Sorry anon, can't relate.

[–] [email protected] 16 points 3 months ago

Fake: girls tried to flirt with anon

Gay: anon has feelings

[–] [email protected] 20 points 3 months ago (1 children)

My childhood home had many many problems, but one thing that wasn't lacking was physical affection. I don't know of it's a Cuban thing or what, but almost every other family seems very dry to me. Like people that don't kiss when they get home, sit touching each other on the couch, wait to eat together, are really uptight about nudity, ...that is weird af to me. It gives me the impression that those family members are buddies/roommates. I still have to make conscious assessments in my head to understand relationships between family. I guess the part of the brain that learns family relationship norms is solidified pretty early.

[–] [email protected] 12 points 3 months ago (2 children)

It's Kellogg/Protestant prudish white isolationist culture. I come from Alabama and Jehovah's Witnesses. I think it is a sadistic anti enjoyment, everything pleasurable is wrong, - stupidity. I see all the American religions falling into a spectrum of this sadism.
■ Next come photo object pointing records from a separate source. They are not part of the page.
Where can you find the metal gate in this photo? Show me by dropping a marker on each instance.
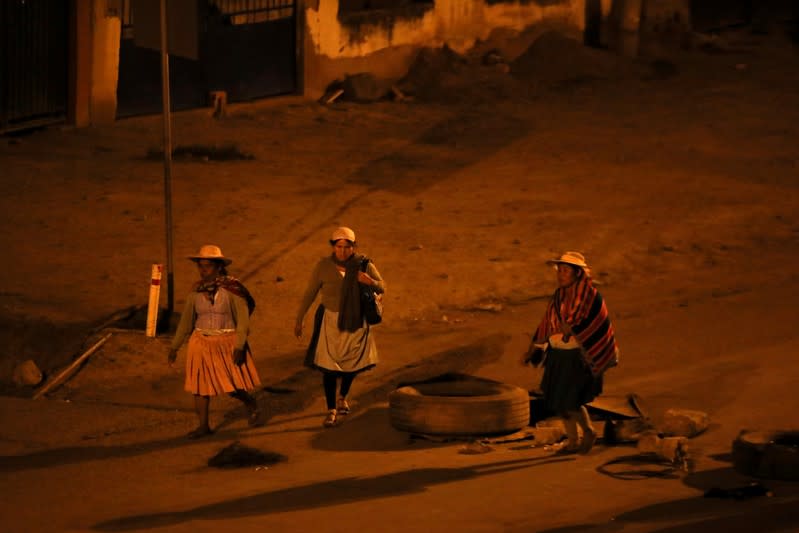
(247, 48)
(33, 63)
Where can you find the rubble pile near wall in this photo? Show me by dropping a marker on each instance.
(554, 60)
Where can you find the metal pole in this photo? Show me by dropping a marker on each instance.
(170, 290)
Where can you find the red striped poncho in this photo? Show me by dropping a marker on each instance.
(582, 308)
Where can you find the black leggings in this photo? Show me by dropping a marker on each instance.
(329, 380)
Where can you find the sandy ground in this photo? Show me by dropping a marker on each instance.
(676, 178)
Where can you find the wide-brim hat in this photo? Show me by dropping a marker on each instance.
(570, 258)
(212, 253)
(342, 232)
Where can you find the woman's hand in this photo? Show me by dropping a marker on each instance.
(533, 356)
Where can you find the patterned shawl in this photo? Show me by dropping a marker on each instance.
(228, 283)
(581, 307)
(350, 316)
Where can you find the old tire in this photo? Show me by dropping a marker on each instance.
(469, 407)
(767, 454)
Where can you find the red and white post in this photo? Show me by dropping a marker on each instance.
(155, 294)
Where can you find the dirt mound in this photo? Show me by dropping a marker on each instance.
(442, 75)
(554, 59)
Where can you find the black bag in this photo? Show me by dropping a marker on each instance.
(371, 302)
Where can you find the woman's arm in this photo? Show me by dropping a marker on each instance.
(241, 317)
(186, 324)
(311, 290)
(378, 284)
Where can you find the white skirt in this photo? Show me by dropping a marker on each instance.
(344, 351)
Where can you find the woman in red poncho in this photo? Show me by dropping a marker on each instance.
(576, 343)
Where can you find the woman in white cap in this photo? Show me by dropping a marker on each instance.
(576, 343)
(216, 319)
(342, 344)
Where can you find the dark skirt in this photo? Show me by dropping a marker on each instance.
(567, 382)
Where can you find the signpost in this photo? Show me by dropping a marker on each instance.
(170, 285)
(171, 26)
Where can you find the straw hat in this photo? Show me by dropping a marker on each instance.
(570, 258)
(212, 252)
(342, 233)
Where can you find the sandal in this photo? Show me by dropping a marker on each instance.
(254, 419)
(199, 432)
(330, 421)
(342, 407)
(589, 438)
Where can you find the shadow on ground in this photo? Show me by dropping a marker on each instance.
(322, 494)
(699, 514)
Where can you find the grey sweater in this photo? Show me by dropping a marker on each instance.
(326, 279)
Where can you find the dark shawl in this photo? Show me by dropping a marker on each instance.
(350, 316)
(228, 283)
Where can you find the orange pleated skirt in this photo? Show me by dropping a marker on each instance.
(210, 369)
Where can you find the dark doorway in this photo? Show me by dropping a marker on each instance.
(33, 63)
(247, 49)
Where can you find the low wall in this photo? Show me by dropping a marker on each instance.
(384, 41)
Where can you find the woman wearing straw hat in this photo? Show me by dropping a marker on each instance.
(576, 343)
(216, 319)
(342, 344)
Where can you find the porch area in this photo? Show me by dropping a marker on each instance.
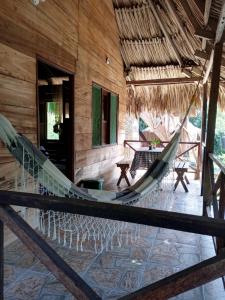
(115, 273)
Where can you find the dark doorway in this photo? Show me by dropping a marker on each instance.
(55, 102)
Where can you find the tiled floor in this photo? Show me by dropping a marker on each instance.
(157, 254)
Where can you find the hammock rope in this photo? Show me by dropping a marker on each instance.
(40, 175)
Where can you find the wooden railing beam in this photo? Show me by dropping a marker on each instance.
(214, 93)
(54, 263)
(138, 215)
(1, 260)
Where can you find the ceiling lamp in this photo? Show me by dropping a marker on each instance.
(37, 2)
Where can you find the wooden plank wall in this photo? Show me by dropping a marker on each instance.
(98, 39)
(77, 36)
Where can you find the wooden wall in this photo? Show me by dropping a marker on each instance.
(77, 36)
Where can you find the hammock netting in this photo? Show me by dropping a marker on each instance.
(37, 174)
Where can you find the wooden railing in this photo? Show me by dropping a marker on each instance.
(217, 196)
(171, 286)
(192, 145)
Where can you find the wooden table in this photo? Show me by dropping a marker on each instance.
(143, 159)
(181, 168)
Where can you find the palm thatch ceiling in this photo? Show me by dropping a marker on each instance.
(162, 40)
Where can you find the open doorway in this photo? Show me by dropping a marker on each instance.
(55, 122)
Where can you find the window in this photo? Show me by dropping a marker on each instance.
(104, 116)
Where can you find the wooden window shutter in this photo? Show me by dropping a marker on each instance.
(113, 118)
(96, 115)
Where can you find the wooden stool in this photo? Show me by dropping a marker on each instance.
(180, 169)
(124, 166)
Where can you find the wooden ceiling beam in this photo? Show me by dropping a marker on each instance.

I honestly think it stems from the overall con of organized religion. People that enjoy themselves spend some excess funds on themselves and others. The church con artists are incentivised to villainize all forms of excess money spent on anything because that is money that cannot be grifted by the con artist. White people tend to be most susceptible to this particular con, and likely also tend to have more self sufficiency in more rural communities. Not like white people are somehow better at self sufficient living; more like we're miser assholes that choose to hoard what we have without the notion of collective social survival. Like I'm deeply stereotyping time and history here. I'm not saying "white people bad." I'm saying we're different too, a product of our environment, and being a realist asshole too. - it is our way - embrace it.

[–] [email protected] 4 points 3 months ago

Doesn't have to be. It is known here in europe that southern countries like Italy and Spain are indeed more touchy and passionate.

[–] [email protected] 7 points 3 months ago

I think religion might have something to do with it, but I think its mostly parents (who were often too young to parent compared to now) taking out their frustrations on their kids because they had no other socially-acceptable recreational outlet to just hang loose after work other than drinking and TV.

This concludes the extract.